Articolo 212 – Costringimento a dare informazioni o a compiere lavori vietati
- E’ punito con la reclusione militare da due a sette anni chiunque usa violenza o minaccia verso uno o più prigionieri di guerra:
1) per costringerli a dare informazioni, che possano compromettere gli interessi della loro patria, ovvero delle forze armate a cui appartengono;
2) per costringerli a lavori, che abbiano diretto rapporto con le operazioni della guerra, o che, comunque, siano specificamente vietati dalla legge o dalle convenzioni internazionali.
- Se la violenza consiste nell’omicidio, ancorché tentato o preterintenzionale, o in una lesione gravissima o grave, si applicano le corrispondenti pene del codice penale. Tuttavia, la pena detentiva temporanea può essere aumentata.
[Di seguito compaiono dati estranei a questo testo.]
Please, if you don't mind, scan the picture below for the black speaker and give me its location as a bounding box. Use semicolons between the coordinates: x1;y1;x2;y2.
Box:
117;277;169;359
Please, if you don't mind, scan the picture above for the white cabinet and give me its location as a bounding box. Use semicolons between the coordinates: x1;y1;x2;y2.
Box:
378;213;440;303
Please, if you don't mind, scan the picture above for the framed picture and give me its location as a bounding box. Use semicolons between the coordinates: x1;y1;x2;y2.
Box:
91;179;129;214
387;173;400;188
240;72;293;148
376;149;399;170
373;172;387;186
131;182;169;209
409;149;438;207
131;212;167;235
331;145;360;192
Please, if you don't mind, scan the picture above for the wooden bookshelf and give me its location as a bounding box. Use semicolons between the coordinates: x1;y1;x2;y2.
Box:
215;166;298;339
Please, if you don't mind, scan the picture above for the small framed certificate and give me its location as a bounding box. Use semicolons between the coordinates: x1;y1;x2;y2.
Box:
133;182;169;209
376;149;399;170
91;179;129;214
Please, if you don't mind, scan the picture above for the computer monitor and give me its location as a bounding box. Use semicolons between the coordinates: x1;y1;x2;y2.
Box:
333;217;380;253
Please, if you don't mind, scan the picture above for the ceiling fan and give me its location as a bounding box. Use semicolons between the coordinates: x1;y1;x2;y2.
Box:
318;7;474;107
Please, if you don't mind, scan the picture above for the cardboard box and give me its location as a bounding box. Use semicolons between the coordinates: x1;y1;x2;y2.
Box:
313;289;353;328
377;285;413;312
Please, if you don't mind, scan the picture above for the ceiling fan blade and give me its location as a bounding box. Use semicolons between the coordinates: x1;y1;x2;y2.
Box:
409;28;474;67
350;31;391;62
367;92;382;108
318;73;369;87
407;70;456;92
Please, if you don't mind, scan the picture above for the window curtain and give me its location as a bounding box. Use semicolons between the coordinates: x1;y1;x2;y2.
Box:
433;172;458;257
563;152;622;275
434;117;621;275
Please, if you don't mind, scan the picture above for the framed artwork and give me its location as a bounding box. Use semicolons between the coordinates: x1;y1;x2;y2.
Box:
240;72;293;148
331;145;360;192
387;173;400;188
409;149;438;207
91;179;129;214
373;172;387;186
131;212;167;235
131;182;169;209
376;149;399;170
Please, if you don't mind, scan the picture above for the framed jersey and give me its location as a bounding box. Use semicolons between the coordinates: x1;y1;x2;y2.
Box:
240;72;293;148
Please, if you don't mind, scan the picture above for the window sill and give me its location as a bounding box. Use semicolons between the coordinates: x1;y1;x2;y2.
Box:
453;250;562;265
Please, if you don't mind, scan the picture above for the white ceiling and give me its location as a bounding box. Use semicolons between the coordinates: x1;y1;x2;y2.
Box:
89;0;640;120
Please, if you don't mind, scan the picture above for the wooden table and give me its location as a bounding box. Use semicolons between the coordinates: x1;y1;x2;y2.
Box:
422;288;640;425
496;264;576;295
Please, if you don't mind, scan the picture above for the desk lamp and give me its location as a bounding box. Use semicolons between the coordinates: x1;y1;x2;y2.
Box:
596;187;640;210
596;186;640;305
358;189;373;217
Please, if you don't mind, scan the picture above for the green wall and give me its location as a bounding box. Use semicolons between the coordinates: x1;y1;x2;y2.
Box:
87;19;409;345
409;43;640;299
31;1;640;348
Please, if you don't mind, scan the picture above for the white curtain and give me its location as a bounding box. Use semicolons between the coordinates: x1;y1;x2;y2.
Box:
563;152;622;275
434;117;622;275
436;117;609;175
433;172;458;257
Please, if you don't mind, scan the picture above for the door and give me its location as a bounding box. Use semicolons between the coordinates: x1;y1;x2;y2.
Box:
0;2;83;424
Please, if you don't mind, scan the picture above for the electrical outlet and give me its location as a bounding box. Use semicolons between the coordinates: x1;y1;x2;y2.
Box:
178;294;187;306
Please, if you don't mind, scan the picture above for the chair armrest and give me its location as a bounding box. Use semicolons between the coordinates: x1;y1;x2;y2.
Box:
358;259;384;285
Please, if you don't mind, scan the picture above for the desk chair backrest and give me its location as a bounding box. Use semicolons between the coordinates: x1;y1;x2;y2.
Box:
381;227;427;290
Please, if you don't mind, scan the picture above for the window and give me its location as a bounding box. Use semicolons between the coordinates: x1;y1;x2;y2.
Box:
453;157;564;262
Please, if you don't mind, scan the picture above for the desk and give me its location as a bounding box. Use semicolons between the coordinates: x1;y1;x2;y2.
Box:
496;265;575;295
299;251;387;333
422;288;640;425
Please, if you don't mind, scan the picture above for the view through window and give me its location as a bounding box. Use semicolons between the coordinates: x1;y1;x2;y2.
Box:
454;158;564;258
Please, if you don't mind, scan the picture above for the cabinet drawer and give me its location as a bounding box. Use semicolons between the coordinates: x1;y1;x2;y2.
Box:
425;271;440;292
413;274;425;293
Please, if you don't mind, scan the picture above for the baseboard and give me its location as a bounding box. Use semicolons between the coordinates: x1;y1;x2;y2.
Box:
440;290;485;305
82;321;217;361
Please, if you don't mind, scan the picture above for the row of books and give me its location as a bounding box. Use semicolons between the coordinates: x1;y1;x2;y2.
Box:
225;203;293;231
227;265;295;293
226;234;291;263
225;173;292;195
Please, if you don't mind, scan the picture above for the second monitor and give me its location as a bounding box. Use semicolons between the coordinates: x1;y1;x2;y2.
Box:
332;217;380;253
legge 16 aprile 2009 n. 45 ABROGARE/RIFORMULARE GLI ARTT. 7, 9 e 13
Art. 7 – Attacco e distruzione di beni culturali
- Chiunque attacca un bene culturale protetto dalla Convenzione è punito con la reclusione da quattro a dodici anni.
- Se il fatto previsto dal comma 1 è commesso su un bene culturale sottoposto a protezione rafforzata, la pena è della reclusione da cinque a quindici anni.
- Le pene stabilite dai commi 1 e 2 sono aumentate se al fatto consegue il danneggiamento, il deterioramento o la distruzione del bene.
Art. 9 – Devastazione e saccheggio di beni culturali protetti
- Chiunque commette fatti di devastazione ai danni di beni culturali protetti dalla Convenzione o dal Protocollo, è punito con la reclusione da otto a quindici anni.
- Le pene stabilite dal comma 1 si applicano anche a chiunque saccheggia beni culturali protetti dalla Convenzione o dal Protocollo.
Art. 13 – Causa di esclusione della punibilità
- Non è punibile chi commette i fatti di cui agli articoli 7 e 8 per esservi costretto da una necessità militare imperativa ai sensi dell’articolo 6 del Protocollo.